Protests are tired in general. Media reporting, however, seems selective — there wasn't much reporting on the "pro life" protests in Washington on Monday, perhaps because there's no way to spin that against Bush.
I'm sure if Mel Gibson had shown up at the pro-life rally with a couple of Cosmos under his belt singing "To All the Girls I've Loved" it would've been all over CNN too, and Reynolds would've had to fall back on mewling about the tragicly unfair dearth of Good Time News from Iraq. But as the Knob of Knoxville once again demonstrates his profound ignorance about how the media operates, it does inadvertently lead to an interesting question — are the celebrities one must produce in order to get the media past their big collective yawns offering the right message for the moment?
Don't get me wrong, I admire all of those who showed up who were willing to publicly speak out against the war, and believe that their willingness to do so despite knowing that they will be demonized by the right wing noise machine is extremely admirable.
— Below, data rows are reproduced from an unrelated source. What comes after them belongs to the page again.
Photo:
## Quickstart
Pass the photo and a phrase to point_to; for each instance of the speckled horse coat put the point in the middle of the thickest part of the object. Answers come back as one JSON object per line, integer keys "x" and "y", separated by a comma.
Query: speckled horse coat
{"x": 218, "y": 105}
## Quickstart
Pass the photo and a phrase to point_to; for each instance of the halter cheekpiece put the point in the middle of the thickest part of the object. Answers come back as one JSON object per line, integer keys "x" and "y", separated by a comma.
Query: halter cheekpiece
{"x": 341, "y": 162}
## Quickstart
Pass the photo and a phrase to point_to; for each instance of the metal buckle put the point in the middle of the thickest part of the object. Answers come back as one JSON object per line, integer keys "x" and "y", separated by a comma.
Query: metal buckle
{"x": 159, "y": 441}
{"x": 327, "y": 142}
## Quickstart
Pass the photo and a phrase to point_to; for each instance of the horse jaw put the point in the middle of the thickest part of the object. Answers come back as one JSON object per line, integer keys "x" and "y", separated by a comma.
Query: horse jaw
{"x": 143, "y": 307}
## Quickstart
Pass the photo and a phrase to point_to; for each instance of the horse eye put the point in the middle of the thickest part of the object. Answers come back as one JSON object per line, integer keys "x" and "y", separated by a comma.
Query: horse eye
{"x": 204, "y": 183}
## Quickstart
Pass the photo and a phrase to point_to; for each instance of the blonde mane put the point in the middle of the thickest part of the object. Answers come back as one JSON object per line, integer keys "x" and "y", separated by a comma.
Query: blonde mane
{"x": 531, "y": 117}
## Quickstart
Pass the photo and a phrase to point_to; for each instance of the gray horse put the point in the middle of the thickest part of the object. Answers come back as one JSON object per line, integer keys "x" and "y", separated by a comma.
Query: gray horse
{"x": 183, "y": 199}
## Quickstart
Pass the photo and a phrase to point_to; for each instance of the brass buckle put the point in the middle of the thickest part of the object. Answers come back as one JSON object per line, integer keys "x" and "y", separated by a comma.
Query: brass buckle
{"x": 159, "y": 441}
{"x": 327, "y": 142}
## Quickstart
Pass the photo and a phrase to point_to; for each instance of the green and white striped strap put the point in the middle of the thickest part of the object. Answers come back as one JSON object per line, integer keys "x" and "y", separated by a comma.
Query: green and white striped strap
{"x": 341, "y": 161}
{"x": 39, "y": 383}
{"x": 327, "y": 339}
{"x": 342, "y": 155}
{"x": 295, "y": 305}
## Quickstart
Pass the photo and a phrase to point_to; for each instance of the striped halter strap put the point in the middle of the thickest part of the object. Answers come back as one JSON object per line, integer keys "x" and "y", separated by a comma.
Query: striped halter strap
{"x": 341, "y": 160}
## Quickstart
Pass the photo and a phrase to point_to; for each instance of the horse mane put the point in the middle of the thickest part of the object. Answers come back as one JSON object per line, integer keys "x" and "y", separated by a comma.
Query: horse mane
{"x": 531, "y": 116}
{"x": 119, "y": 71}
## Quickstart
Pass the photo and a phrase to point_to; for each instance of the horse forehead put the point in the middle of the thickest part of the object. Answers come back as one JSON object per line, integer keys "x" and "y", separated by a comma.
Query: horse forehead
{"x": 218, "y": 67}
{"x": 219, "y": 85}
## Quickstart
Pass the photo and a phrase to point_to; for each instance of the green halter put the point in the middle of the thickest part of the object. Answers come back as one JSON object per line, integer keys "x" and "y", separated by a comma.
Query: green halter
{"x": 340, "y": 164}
But with a war opposed now by some 75% of the country, I'm not sure having it promoted as a "fringe left" cause was the absolute best plan. And I say that as someone who would be considered by most to be a fringe lefty — I'm not sure having me standing up there would've been a great idea, either. I don't agree with John Murtha about much of anything other than his position on the war, and that's what made him a great candidate to start pushing back against Dick Cheney and his merry band of neocon nutballs. Trouble is, finding a celebrity with Murtha-type baggage that the cameras want to glom onto is quite difficult — and overnight the Mighty Wurlitzer would instantly turn them into a drooling zealot anyway. Remember, the subject of Michael J. Fox and whether he was "faking" his Parkinson's symptoms for political gain was a serious topic of discussion amongst serious people during the last election cycle. If there is a limit to how far Pills Limbaugh will go to smear someone who isn't doing a St. Vitus' dance of love for George Bush, we haven't found it yet.
I don't have any answers, just making an observation.